The closest model that we can consider is Part D of Medicare where seniors have a choice of a variety of private drug plans which they can choose from during each open enrollment. The irony is that the House-passed version of the Medicare Modernization Act that created Part D contained a pilot study that would have allowed direct competition between Medicare and private plans in any area where at least 25 percent of the Medicare population was enrolled in private plans instead of traditional Medicare. Unfortunately, the pilot was dropped during the reconciliation process.
The results from Part D, however, are an interesting reflection of how competition among plans can affect spending, especially when seniors are financially at risk for the premium costs. Plans have to cover at least one drug in each specified drug class, but what else is covered, and at what coinsurance and premium charges, can vary by plan.

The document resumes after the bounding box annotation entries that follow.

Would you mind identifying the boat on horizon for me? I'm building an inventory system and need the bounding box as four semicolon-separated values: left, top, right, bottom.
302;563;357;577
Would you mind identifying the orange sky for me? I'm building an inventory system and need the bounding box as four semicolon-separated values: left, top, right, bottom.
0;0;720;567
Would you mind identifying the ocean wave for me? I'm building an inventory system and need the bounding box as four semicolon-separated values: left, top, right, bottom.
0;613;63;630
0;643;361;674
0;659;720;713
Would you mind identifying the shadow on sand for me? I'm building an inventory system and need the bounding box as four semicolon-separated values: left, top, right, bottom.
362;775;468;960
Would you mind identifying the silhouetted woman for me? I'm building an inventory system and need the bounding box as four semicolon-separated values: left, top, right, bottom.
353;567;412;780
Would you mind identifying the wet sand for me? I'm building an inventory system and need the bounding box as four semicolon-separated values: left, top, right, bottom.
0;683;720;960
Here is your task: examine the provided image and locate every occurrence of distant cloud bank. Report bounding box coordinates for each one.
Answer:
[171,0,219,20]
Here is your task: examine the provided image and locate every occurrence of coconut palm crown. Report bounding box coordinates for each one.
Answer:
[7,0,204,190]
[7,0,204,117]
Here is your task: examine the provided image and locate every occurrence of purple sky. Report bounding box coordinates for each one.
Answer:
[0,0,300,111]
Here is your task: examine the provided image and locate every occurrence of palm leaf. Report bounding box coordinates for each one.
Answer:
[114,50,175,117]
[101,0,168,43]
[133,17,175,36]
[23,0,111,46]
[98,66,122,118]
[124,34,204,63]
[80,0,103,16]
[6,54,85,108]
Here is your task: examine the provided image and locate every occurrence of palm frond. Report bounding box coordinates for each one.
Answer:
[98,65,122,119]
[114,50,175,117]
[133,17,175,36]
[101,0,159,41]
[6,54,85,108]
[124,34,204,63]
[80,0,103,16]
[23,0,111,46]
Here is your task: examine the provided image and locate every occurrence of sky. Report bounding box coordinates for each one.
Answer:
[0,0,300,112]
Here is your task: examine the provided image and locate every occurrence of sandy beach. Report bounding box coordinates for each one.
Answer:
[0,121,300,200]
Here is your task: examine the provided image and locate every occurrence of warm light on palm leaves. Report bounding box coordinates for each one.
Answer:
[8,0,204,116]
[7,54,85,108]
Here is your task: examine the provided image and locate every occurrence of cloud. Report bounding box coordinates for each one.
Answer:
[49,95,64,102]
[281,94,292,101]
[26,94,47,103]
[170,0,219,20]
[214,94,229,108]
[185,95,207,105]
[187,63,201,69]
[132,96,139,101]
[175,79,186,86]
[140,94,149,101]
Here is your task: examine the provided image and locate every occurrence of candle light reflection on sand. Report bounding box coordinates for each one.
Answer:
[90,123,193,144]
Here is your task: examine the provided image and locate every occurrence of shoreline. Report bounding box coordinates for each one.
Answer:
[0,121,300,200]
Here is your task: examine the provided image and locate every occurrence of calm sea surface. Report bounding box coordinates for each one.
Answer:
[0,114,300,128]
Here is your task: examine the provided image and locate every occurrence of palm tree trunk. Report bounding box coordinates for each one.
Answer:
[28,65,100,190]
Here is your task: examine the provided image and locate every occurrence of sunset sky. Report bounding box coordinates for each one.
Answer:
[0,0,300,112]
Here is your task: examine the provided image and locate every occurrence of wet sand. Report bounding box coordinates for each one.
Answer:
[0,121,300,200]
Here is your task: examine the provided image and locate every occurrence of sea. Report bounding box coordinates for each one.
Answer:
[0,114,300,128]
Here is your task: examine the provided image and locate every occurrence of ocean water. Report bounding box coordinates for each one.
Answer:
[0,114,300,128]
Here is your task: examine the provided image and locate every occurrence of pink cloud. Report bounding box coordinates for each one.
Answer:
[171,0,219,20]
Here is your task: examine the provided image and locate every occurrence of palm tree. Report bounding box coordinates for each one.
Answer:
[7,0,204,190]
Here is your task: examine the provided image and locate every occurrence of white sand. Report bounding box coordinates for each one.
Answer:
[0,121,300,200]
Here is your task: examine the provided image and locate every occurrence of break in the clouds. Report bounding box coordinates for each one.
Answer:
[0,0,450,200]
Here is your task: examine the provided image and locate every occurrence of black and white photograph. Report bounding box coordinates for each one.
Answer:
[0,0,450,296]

Although initially there was concern whether private drug plans, which hadn’t previously existed, would form in order to participate, the opposite concern—that there are too many plans in many metropolitan areas—has now been raised. The result has been spending on Part D has run more than 25 percent below the CBO projection and almost 40 percent below the CMS actuary’s projection.
The experience with Part D is very different from what we have seen in other parts of Medicare where attempts to control spending are limited to controlling reimbursements to providers. Not surprisingly, or at least not surprising to me, Medicare providers have traditionally (and successfully) engaged in a variety of strategies to increase their revenues—by changing the volume and mix of services provided or by directly appealing through the political process to increase the rate of reimbursement received.
Q: In the more immediate, you had mentioned a 30 percent cut for physicians under the Medicare sustainable growth rate (SGR) that’s to go into effect January 1, and the House is holding hearings on that. Do you have any thoughts as to a solution for the SGR problem?
GAIL WILENSKY: Removing the SGR is not possible until a different way to reimburse physicians is in place. We know what will happen otherwise because of the experiences from the 1980s. During the 1980s, physicians billed Medicare using a detailed fee schedule with no spending limit, and spending on Part B of Medicare grew faster than the rest of Medicare. It’s the disaggregated billing schedule that required the spending limit, and its removal requires a different reimbursement system.
Reimbursement for physicians must move away from the present reimbursement for 8,000 billing codes to one where reimbursement is for bigger “bundles” of services. This is what has happened elsewhere in Medicare where, for example, reimbursements to hospitals are determined by the patient’s diagnosis at discharge rather than having the hospital bill for each day the patient spends in the hospital or for the services received while in the hospital. Surgery has traditionally used a bundled payment where the amount reimbursed for the surgery typically covers a limited amount of pre- and post-operative care that is provided by the physician. Determining the appropriate “bundles of care” for physician services represents a major undertaking, but one that needs to occur as soon as possible if Medicare is to move away from the current conundrum represented by the SGR and RBRVS (Resource-Based Relative Value Scale).
The Administration has bought itself another two years with the recent budget, but it is urgent that work begins now or the country will continue to find itself in the same morass that it has been for most of the past decade.